The James Bond films were ‘male’ films – the view
is masculine, as is the perspective. The women were merely eye candy with names like
Pussy Galore and Solitaire. Kissy Suzuki, Honey Rider, Vesper Lynd. They were
there for Bond to seduce, and later die. The films didn’t waste much time on ‘romance’,
except in “On Her Majesty’s Secret Service’, where Bond marries Teresay ‘Tracy’
Darco, only to witness her being killed by arch-villain Bloefield. (On Her Majesty’s… starred
George Lazenby, in his only outing as James Bond.) For Connery, that wasn’t the
problem; the problem was that he was bored playing Bond. “I have always hated
that damned James Bond,” he’s said. “I’d like to kill him.” So fed up was he,
in fact, that he gave his fees for Diamonds are Forever to charity.
Forever tied to Bond, perhaps, but Connery has
stepped out of the role before. To play Mark Rutland in Alfred Hitchcock’s
underrated Marnie, which Hitchcock fans love to hate. But my personal
favourites among Connery’s early non-Bond films are Sidney Lumet’s slow-paced
police thriller The Offence (1973) and John Huston’s The Man Who Would
Be King (1975), in which he starred with friend Michael Caine.
But Connery’s best was yet to come. As he grew
older, he seemed to grow more light-hearted. The dour Scots expression had
given way to an avuncular presence – but the balding, bearded, warm presence would
still evoke an audience response, as was evidenced in Robin and Marian (1976)
where he starred as an aging Robin Hood opposite Audrey Hepburn’s Maid
Marian.
You can see the 'hero' change to become the character. As Jim Malone, the Irish
American cop from The Untouchables (1987) – which won Connery an Oscar for
Best Supporting Actor, he is the veteran who mentors Elliot Ness (Kevin Costner), a federal agent and supports him in his endeavour to put Al Capone (Robert De Niro) behind bars. In one of the film's iconic dialogues, he tells Ness, "You want to know how to get Capone? They pull a knife, you pull a gun.

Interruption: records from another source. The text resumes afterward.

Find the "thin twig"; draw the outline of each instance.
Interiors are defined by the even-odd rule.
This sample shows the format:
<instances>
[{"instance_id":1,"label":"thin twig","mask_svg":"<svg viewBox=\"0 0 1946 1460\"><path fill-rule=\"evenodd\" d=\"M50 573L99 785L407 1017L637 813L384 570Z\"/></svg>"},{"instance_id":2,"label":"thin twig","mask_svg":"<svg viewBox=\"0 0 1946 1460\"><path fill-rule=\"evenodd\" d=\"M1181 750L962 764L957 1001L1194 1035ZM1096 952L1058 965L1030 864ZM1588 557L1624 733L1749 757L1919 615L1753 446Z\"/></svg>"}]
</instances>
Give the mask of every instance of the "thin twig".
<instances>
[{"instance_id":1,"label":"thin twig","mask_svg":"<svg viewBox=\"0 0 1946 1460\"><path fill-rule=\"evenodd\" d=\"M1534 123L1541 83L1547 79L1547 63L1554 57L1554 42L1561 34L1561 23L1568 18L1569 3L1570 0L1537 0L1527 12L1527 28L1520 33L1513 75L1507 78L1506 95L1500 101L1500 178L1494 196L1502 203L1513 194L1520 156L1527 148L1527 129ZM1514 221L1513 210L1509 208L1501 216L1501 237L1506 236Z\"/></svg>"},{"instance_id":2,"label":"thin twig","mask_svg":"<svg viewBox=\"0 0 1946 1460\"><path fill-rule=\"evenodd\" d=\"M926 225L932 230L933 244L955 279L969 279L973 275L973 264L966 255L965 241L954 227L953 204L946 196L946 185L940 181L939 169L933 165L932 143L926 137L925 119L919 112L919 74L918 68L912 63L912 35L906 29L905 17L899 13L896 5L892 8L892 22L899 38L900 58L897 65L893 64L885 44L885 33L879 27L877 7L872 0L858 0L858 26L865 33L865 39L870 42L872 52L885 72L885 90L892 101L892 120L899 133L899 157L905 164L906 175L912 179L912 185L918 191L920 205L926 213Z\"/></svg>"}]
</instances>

He sends one of yours to the hospital, you send one of his to the
morgue. That's the Chicago way." Or The Russia
House, based on John Le Carre’s spy thriller, where Connery plays Bartholomew Scott-Blair,
a British publisher, who is forced to become an undercover agent. Or even The Hunt for Red October (1990) in which he plays
a Soviet submarine captain, who wants to defect to the west. But perhaps it was his much-loved turn as
Professor Henry Jones, Sr., a crazy eccentric professor of medieval studies
that has remained in the minds of a younger generation of movie-goers. Steven
Spielberg always had Connery in mind for the role; Connery, only 12 years older
than Harrison Ford, was initially reluctant, but then decided that the character
of a gruff, Victorian, Scottish father was too good to give up. “Only Sean
Connery could have played Indy’s father,” George Lucas had once said. The last
film in the Indy Jones trilogy will forever be my favourite because of Sean
Connery’s interactions with Harrison Ford in the film. But even though Prof. Henry Jones is a hoot, I
first ‘met’ Sean Connery as Bond. James Bond. And he will always be the most definitive
Bond for me. Goodbye, Mr Bond. RIP. You will be missed.